While writing Loved As If, I’m
also recovering from Sjogren’s, Crohn’s, fibromyalgia and a
mis-diagnosed dance injury that was treated as rheumatoid arthritis. For
the past five-ish years, I’ve been disabled. But I hate disability. I’m
a dancer. In high school, I was on the water ballet squad. Walking five
miles each day in in NYC was average. When fighting with God, I’d walk
as far as I could until I was so physically exhausted, I couldn’t resist
anymore and suddenly, usually with a rush of tears, I’d tell Him the
thing I was trying to hide. Walking leisurely back to my starting point,
I’d reflect on how silly I must be to think I could keep anything from
the One who has been with me and cared for me my entire life. Life is
movement, at least for me, spiritual, intellectual, and physical.
When I moved to Houston for my health three and one-half years ago, I
used a scooter to shop in the giant supermarkets. My pain was so bad, I
swallowed 60 milligrams of a morphine derivative each day, 1600
milligrams of another highly sedating medication for fibromyalgia, and
another 60 milligrams of sleep medication (not Ambien – I made macaroni
and cheese while taking that drug). I wanted off them all. Sedation
isn’t at all attractive. After a year of physical therapy, I no longer
take the narcotic and treat fibromyalgia with exercise, diet and
adequate rest. Until a few months ago, I was tapering off the sleep
medication as well. Then came a Crohn’s flare-up.

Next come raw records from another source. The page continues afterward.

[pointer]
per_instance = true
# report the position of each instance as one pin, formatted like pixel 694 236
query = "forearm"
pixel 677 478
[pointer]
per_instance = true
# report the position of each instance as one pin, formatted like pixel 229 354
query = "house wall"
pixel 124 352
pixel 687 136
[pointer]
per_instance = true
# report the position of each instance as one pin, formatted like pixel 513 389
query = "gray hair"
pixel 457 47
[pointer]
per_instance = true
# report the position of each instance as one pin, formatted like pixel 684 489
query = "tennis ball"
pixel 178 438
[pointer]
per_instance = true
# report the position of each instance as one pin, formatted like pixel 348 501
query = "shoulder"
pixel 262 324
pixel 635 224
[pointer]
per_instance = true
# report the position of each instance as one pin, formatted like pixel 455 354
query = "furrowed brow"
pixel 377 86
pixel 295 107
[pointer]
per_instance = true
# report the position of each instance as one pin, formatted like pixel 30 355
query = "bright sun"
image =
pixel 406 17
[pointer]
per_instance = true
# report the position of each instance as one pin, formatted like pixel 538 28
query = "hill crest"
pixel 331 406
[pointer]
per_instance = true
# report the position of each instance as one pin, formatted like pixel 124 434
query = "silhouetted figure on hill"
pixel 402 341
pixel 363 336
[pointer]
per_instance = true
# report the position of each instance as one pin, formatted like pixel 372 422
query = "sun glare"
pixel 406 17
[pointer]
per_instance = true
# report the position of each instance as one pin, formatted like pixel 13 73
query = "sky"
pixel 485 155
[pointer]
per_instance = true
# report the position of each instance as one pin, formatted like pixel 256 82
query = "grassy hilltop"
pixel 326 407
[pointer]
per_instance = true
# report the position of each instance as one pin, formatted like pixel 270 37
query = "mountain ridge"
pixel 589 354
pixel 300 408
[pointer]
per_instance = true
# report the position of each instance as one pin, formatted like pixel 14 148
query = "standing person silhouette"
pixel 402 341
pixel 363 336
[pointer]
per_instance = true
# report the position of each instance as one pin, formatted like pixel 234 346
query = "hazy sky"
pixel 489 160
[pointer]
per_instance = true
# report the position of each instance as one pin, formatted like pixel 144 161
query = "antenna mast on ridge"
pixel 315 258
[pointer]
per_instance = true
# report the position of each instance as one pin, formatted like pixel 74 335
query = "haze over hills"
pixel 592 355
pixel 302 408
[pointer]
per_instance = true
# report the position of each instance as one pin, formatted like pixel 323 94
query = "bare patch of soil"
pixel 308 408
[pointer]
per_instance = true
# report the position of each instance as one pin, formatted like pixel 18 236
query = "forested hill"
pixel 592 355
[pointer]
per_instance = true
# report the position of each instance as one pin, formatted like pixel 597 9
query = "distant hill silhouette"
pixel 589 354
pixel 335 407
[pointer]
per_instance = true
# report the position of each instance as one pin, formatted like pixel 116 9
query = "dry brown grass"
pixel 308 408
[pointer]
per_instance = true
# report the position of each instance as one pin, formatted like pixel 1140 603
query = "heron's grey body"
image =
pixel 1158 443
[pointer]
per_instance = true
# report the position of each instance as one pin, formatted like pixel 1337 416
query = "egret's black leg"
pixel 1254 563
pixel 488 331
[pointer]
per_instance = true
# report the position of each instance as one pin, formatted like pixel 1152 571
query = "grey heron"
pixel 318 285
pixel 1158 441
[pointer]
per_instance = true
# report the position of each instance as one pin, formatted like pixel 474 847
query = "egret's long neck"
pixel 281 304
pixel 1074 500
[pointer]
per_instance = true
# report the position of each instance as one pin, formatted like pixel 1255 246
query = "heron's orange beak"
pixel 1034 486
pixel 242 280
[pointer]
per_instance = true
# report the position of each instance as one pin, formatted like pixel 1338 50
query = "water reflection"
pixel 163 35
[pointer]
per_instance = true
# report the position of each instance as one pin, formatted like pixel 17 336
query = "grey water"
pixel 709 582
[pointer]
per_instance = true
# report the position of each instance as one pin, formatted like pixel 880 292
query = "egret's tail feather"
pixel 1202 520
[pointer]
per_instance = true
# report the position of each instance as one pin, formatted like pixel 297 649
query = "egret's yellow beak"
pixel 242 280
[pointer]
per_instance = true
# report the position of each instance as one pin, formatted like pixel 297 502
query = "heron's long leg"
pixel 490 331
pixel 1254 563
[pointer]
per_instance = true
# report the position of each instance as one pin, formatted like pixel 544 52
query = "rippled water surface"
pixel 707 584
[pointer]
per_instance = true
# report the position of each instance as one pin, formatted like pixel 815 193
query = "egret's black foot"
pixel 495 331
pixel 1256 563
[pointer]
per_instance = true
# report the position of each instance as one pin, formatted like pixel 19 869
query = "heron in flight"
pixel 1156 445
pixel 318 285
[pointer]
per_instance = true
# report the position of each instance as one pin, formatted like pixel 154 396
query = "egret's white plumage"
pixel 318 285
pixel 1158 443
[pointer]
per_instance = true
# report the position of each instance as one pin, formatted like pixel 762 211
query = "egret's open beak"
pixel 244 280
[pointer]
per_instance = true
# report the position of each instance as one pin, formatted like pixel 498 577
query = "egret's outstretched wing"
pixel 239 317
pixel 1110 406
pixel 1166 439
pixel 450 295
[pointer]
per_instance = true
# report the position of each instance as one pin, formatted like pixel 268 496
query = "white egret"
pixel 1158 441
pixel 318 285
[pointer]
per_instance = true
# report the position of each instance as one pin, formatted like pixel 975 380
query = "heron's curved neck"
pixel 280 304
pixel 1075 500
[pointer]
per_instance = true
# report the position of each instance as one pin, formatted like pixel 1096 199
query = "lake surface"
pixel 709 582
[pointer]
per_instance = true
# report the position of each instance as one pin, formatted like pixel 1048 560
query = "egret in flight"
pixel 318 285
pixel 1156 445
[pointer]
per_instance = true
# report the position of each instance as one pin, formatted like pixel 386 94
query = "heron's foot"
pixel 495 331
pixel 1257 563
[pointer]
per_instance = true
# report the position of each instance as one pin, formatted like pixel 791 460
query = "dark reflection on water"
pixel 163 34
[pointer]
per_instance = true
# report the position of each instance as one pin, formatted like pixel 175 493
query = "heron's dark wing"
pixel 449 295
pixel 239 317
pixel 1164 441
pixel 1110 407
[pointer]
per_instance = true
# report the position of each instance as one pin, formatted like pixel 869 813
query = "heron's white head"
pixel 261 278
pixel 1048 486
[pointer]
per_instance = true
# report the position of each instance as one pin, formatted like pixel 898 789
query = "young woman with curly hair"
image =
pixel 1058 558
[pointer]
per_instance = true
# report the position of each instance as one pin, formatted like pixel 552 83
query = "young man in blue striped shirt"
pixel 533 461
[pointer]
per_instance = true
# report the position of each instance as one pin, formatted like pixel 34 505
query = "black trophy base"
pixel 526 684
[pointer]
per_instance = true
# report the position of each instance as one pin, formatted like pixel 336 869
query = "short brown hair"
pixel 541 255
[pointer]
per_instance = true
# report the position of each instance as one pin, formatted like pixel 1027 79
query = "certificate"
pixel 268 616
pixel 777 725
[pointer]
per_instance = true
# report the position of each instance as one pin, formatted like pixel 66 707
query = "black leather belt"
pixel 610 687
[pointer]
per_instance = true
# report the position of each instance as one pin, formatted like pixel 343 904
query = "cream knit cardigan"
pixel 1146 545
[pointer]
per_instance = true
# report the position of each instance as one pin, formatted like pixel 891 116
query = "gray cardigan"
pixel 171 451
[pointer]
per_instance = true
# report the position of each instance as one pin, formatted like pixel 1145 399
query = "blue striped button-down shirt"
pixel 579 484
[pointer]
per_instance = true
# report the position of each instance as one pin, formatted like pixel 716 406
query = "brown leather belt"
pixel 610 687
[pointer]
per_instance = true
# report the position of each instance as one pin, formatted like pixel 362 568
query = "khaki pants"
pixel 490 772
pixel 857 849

Inflammation in my small intestines put an end to physical therapy using a power plate
(a cool device). But I refuse to lose everything I gained. Writing
requires me to be awake and as healthy as possible. Swimming was the
logical alternative and highly recommended by my doctors. So on Friday, I
slathered on sun block, pulled on my bathing suit and swam ten laps
across an Olympic sized pool. In high school and college, twenty-five to
fifty laps was warm-up. Today, ten laps is exhausting. Remembering that
two laps in a half-sized pool was beyond me when I first moved to
Houston is helpful. But ten laps still feels inadequate. So today, I
developed a formula, 10 + X (where X = a multiple of 2). For two weeks,
I’ll swim ten laps three times each week. Then I’ll add two laps every
two weeks until I can swim twenty-five to thirty laps without stopping.
It’s like looking forward to going to New York when I was a child. When
circumstances seemed hopeless, the knowledge that I had a goal was one
of the things that pulled me through. Whether 10 + X works out as I’d
plan doesn’t matter. The goal and the attempt to reach it is what
counts. I’ve learned, to look back every so often and am always
surprised where I’ve come. I look forward to looking back in a few
months at 10 + X and discovering what X equals then.